Виктор вернулся на свой одинокий корпункт в грусти и задумчивости. После проводов соотечественников у него всегда появлялось чувство опустошенности и горечи. Особенно пронзительным оно было теперь — после прощания с Взоровым. Ведь Федор Андреевич был для него больше, чем пример для подражания, больше, чем родня. Ветлугин видел в нем олицетворение того, каким сам хотел бы стать, — смелым, настойчивым, неколебимым, бесконечно преданным долгу и щедро добрым к тем и тогда, когда и кому нужно. Да, он хотел, чтобы его, Ветлугина, и друзья, и враги воспринимали так же, как Взорова, — с всеобъемлющим уважением: кто любя, кто ненавидя, а кто и боясь. Он налил рюмку армянского коньяка из бутылки, початой еще в пятницу, выпил, пожелав Федору Андреевичу счастливого приземления. Потом взял конверт и хотел порвать его, как приказал Взоров, но что-то вдруг щелкнуло в сознании и пальцы окаменели. Поколебавшись, он вскрыл конверт.

Завещание

В случае моей смерти прошу похоронить в ограде могилы Дмитрия Матвеевича Ситникова на кладбище деревни Изварино, расположенной в Московской области на реке Соква.
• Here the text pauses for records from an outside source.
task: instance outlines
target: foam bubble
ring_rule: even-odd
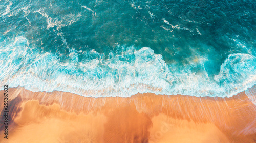
[[[95,97],[129,97],[138,92],[223,97],[256,83],[256,58],[248,54],[230,54],[212,79],[205,71],[204,57],[179,69],[149,47],[137,50],[118,45],[116,52],[108,55],[72,49],[63,62],[56,54],[40,53],[28,41],[20,36],[0,43],[0,58],[6,61],[0,62],[1,85]],[[190,70],[195,65],[200,69],[197,73]]]

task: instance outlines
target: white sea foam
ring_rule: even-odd
[[[148,47],[119,48],[119,52],[111,51],[108,56],[71,49],[69,60],[61,62],[53,53],[40,53],[29,47],[23,36],[4,41],[0,43],[1,85],[95,97],[129,97],[138,92],[223,97],[256,83],[256,58],[250,54],[230,54],[211,79],[204,68],[206,58],[199,57],[179,70]],[[195,64],[201,67],[198,73],[189,70]],[[254,102],[254,96],[249,98]]]

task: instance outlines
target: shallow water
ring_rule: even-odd
[[[230,97],[256,83],[255,4],[2,1],[1,84]]]

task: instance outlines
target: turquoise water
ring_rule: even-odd
[[[255,1],[1,1],[0,82],[85,96],[256,84]]]

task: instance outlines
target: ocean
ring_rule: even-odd
[[[252,0],[0,1],[3,87],[231,97],[256,84],[255,47]]]

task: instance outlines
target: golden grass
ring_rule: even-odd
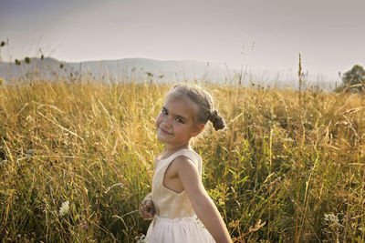
[[[202,85],[228,126],[208,126],[193,147],[235,241],[365,240],[361,95],[301,90],[300,106],[294,90]],[[134,242],[145,233],[136,210],[162,149],[154,119],[170,86],[0,86],[0,238]]]

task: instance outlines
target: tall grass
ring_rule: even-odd
[[[235,241],[365,240],[363,98],[202,84],[227,122],[194,140]],[[133,242],[162,149],[168,85],[86,79],[0,87],[0,238]],[[60,214],[62,203],[69,209]]]

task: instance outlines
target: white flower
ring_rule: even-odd
[[[68,209],[69,209],[69,202],[68,201],[63,202],[61,208],[59,208],[59,215],[64,216],[65,214],[68,213]]]

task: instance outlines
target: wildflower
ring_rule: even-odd
[[[27,155],[33,155],[34,153],[36,153],[36,150],[34,150],[33,148],[30,148],[28,150],[26,150],[26,152]]]
[[[59,208],[59,215],[64,216],[67,213],[68,213],[68,210],[69,210],[69,202],[68,201],[63,202],[61,208]]]
[[[136,243],[143,243],[147,240],[146,236],[143,234],[141,234],[140,237],[135,237],[134,239],[136,240]]]
[[[325,222],[328,224],[339,224],[339,218],[335,216],[333,213],[332,214],[325,214]]]

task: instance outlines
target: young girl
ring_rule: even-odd
[[[202,184],[202,158],[189,145],[208,120],[215,130],[224,127],[207,92],[177,85],[167,94],[156,118],[157,137],[165,150],[155,157],[152,192],[139,208],[143,218],[153,218],[149,243],[232,241]]]

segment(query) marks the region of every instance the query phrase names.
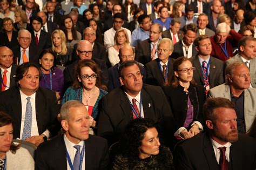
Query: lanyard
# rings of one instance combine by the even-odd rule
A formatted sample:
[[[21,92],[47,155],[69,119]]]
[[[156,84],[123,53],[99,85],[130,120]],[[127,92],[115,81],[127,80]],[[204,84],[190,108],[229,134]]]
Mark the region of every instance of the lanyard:
[[[161,65],[161,64],[160,64],[160,61],[158,62],[158,65],[159,66],[160,70],[161,70],[163,72],[163,66]],[[168,66],[169,65],[169,60],[168,59],[168,62],[167,63],[167,66],[166,66],[166,71],[165,71],[165,75],[164,76],[164,77],[165,82],[167,78],[167,73],[168,73]]]
[[[223,51],[223,52],[224,52],[225,55],[226,56],[226,57],[227,58],[228,58],[228,54],[227,53],[227,46],[226,45],[226,40],[225,41],[225,43],[224,43],[225,49],[223,49],[223,47],[222,47],[221,44],[219,44],[219,46],[221,48],[222,51]]]
[[[79,152],[80,151],[77,151],[77,152]],[[73,166],[73,164],[72,164],[71,160],[70,159],[70,157],[69,156],[69,152],[66,148],[66,158],[68,159],[68,161],[69,162],[69,166],[71,170],[74,170],[74,167]],[[82,169],[82,166],[83,165],[83,160],[84,159],[84,146],[83,147],[83,149],[82,150],[81,153],[81,158],[80,159],[80,164],[79,164],[79,170]]]
[[[142,92],[140,92],[140,96],[139,97],[139,113],[137,113],[136,110],[133,108],[132,106],[132,104],[131,101],[129,100],[130,105],[132,107],[132,111],[134,112],[136,117],[139,118],[142,116]]]
[[[43,74],[43,78],[44,78],[44,85],[45,85],[47,89],[50,89],[50,90],[52,90],[52,78],[51,78],[51,70],[50,70],[50,88],[46,83],[45,77],[44,77],[44,74],[43,73],[43,71],[42,71],[42,74]]]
Местонахождение могилы известно Ангелине Николаевне Назаровой.

Это моя последняя и единственная воля.

Ф. А. Взоров.

г. Лондон, 19 ноября…

Глава шестая

«Внезапно…»

I

В ночь на двадцать второе марта на Южную Англию, включая Лондон, упал густой туман: чернота превратилась в тусклую серость — вязкую, физически ощутимую, настолько плотную, что ближайший неоновый фонарь едва различался повислым бледным пятном. К утру со светом плотность ничуть не ослабла, лишь исчезла темная подкладка ночи, а туман превратился в непроницаемую белесую холстину. Ватная серость давила, как давят только стены тюрьмы: ничего не виделось, не желалось, и Джон Дарлингтон с тоской думал, что жизнь, в общем-то, прожита.